Magistrado ResponsávelSILVA FREITAS
Data da Resolução02 de Outubro de 2007
EmissorCourt of Appeal of Coimbra (Portugal)

Acordam na Secção Cível do Tribunal da Relação de Coimbra Nos autos de averiguação oficiosa de paternidade, Proc. 1543/05.5 TBFIG, do 1.º Juízo da Comarca da Figueira da Foz, que correm termos para a averiguação oficiosa da menor A.., o Ministério Público solicitou ao Instituto de Medicina Legal que providenciasse pela marcação de exame hematológico a realizar na pessoa da menor, de sua mãe, B.., e do pretenso pai, C..

O pretenso pai faltou ao exame agendado.

A Digna Magistrada do Ministério Público promoveu que o pretenso pai fosse condenado em multa e, bem assim, que fosse ordenada a sua comparência, sob custódia, no Instituto de Medicina Legal.

Por decisão proferida em 31 de Outubro de 2006, foi indeferida a douta promoção do Ministério Público.

**** Dessa decisão foi interposto recurso.

Foi proferido o despacho judicial a admitir o recurso como recurso de agravo, com subida imediata, em separado e com efeito meramente devolutivo.

E foi determinado, por esse mesmo despacho, que se notificasse o pretenso progenitor de que, em sede de recurso, é obrigatória a intervenção de Mandatário, pelo que, caso pretendesse apresentar alegações, deveria constituir previamente Mandatário (art. 32.º, n.º 1, alínea c), do Código de Processo Civil).

**** A Digna Magistrada do Ministério Público apresentou doutas alegações e nelas formulou as seguintes Conclusões: 1- O processo de averiguação oficiosa de paternidade é de jurisdição voluntária – cfr. al. j) do artigo 146.º e artigos 150.º e 202.º da Organização Tutelar de Menores.

2- Nestes processos desenvolve-se toda uma actividade de averiguação de factos tendentes à recolha de provas capazes de constituírem fundamento ao pedido de declaração de paternidade em acção própria.

3- Sendo um processo de jurisdição voluntária, o tribunal pode, como estipula o n.º 2 do artigo 1409.º do Código de Processo Civil, investigar livremente os factos, coligir as provas, ordenar os inquéritos e recolher as informações convenientes.

4- O disposto no artigo 519.º do Código de Processo Civil é aplicável nos processos de averiguação oficiosa de paternidade, ex vi do artigo 161.º da O.T.M. e artigo 463.º do Código de Processo Civil.

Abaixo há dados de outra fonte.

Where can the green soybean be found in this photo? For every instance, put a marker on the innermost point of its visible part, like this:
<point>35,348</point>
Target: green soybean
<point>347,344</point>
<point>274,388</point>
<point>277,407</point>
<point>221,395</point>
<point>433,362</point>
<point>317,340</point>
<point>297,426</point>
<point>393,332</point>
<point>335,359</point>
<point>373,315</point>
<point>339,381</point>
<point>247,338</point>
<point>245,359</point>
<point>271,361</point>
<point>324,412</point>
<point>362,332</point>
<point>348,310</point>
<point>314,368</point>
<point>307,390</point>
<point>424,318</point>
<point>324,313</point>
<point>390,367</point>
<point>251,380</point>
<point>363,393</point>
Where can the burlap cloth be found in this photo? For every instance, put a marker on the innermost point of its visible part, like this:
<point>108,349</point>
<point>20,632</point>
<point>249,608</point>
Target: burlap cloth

5- O dever de colaboração cessa apenas perante as circunstâncias enumeradas no n.º 3 do artigo 519.º do Código de Processo Civil, ou seja, violação da integridade física ou moral das pessoas; se implicar intromissão da vida privada ou familiar, domicílio, correspondência ou telecomunicações e violação do sigilo profissional ou de funcionário público.

6- Contudo, o direito do pretenso pai à sua integridade física, (estando em causa a imposição de se sujeitar a exame hematológico) – artigo 25.º da Constituição da República Portuguesa – não é superior ao direito do menor à sua identidade pessoal – artigo 26.º, n.º 1, do Diploma Fundamental.

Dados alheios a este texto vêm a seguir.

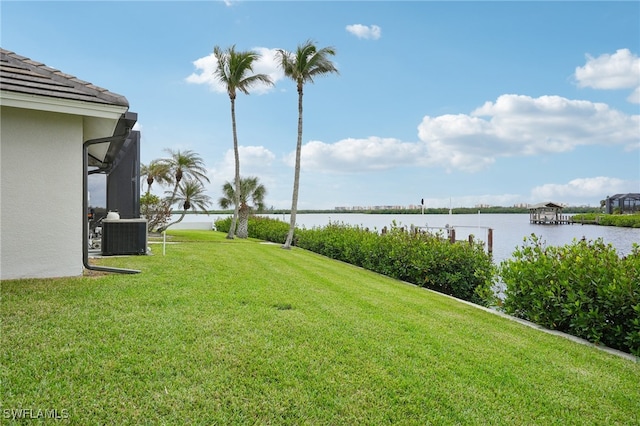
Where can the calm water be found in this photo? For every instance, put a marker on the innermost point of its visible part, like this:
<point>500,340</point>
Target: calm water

7- No actual estado de evolução da medicina, os exames hematológicos constituem um elemento essencial na determinação da paternidade.

8- Pelo que a inviabilização da prova directa da procriação biológica frustrará um meio de prova de especial relevância na medida em que tal meio de prova se apresenta, só por si, apto a assegurar o êxito ou inêxito da acção.

9- Se o indigitado pai não compareceu para realização dos exames hematológicos, apesar de ter expressado, em momento anterior, vontade de se submeter à realização dos mesmos, é admissível compeli-lo a comparecer, sob custódia, no IML a fim de aí ser submetido a exame de sangue, devendo ainda ser condenado em multa processual.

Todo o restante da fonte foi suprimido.